Feminist Readings of Mozart’s Don Giovanni*

Thursday, October 1st, 2009

by Amy Hill Schaffer ‘09

Wolfgang Amadeus Mozart and Lorenzo Da Ponte’s opera Don Giovanni is usually viewed from a male perspective and thus as more humorous – perhaps even tongue-in-cheek – than serious. The plight of the women that Don Giovanni deceives is all for laughs, and the women are held responsible for Don Giovanni’s assaults.

Numerous opera critics and directors, even in recent years, have suggested that Donna Anna is somehow complicit in Giovanni’s attempted rape and subsequent murder of her father; she wanted him, she invented the story of an attempted rape because she was ashamed to admit that she was really in love with Giovanni, and so forth.

In The Operas of Mozart William Mann writes that “[Donna Anna's] censorious anger against others is a juvenile trait… and it would be beneficial to her personal growing-up if she had been pleasantly raped by Don [Giovanni].”2 In a recent production in Salzburg, directed by Claus Guth, it is implied that Donna Anna was having a consensual affair with Giovanni.

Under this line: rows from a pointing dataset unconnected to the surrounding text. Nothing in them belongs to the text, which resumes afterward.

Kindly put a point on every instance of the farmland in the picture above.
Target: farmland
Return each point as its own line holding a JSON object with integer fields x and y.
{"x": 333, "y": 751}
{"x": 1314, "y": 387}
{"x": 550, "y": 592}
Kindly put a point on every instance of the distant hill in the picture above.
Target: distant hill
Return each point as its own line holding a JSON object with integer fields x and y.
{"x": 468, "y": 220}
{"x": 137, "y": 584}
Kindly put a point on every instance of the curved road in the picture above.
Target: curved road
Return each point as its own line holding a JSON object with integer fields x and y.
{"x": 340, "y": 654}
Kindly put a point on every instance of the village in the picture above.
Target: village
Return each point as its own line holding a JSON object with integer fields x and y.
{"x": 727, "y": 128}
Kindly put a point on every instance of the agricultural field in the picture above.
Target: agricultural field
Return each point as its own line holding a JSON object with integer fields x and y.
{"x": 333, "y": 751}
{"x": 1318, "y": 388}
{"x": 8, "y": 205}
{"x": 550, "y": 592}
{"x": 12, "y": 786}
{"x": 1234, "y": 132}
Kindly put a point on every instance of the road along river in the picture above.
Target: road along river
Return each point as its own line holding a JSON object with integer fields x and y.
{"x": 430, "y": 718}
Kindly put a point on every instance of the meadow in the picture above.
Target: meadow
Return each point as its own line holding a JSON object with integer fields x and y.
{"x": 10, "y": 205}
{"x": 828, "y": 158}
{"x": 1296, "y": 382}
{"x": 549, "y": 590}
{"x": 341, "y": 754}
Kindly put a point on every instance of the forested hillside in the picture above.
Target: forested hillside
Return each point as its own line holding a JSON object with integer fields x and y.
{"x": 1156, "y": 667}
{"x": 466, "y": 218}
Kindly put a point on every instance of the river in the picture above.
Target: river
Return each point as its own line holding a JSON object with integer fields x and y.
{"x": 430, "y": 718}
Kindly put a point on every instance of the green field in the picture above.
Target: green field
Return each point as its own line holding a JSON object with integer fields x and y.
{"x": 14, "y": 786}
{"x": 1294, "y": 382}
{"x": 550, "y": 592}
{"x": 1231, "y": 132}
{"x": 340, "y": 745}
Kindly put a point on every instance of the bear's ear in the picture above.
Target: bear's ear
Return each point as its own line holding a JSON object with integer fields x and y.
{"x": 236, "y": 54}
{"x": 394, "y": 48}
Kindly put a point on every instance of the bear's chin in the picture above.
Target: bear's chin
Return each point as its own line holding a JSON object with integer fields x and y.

With these interpretations, Donna Anna’s perspective and experience is ignored. A sexual assault victim is silenced for the sake of comedy.

Don Giovanni is not held responsible for seducing Donna Elvira and Zerlina through lies and deceit; rather, the women are held responsible for not knowing better, and Donna Elvira especially for continuing to show sympathy, an understandable and human characteristic that Giovanni lacks.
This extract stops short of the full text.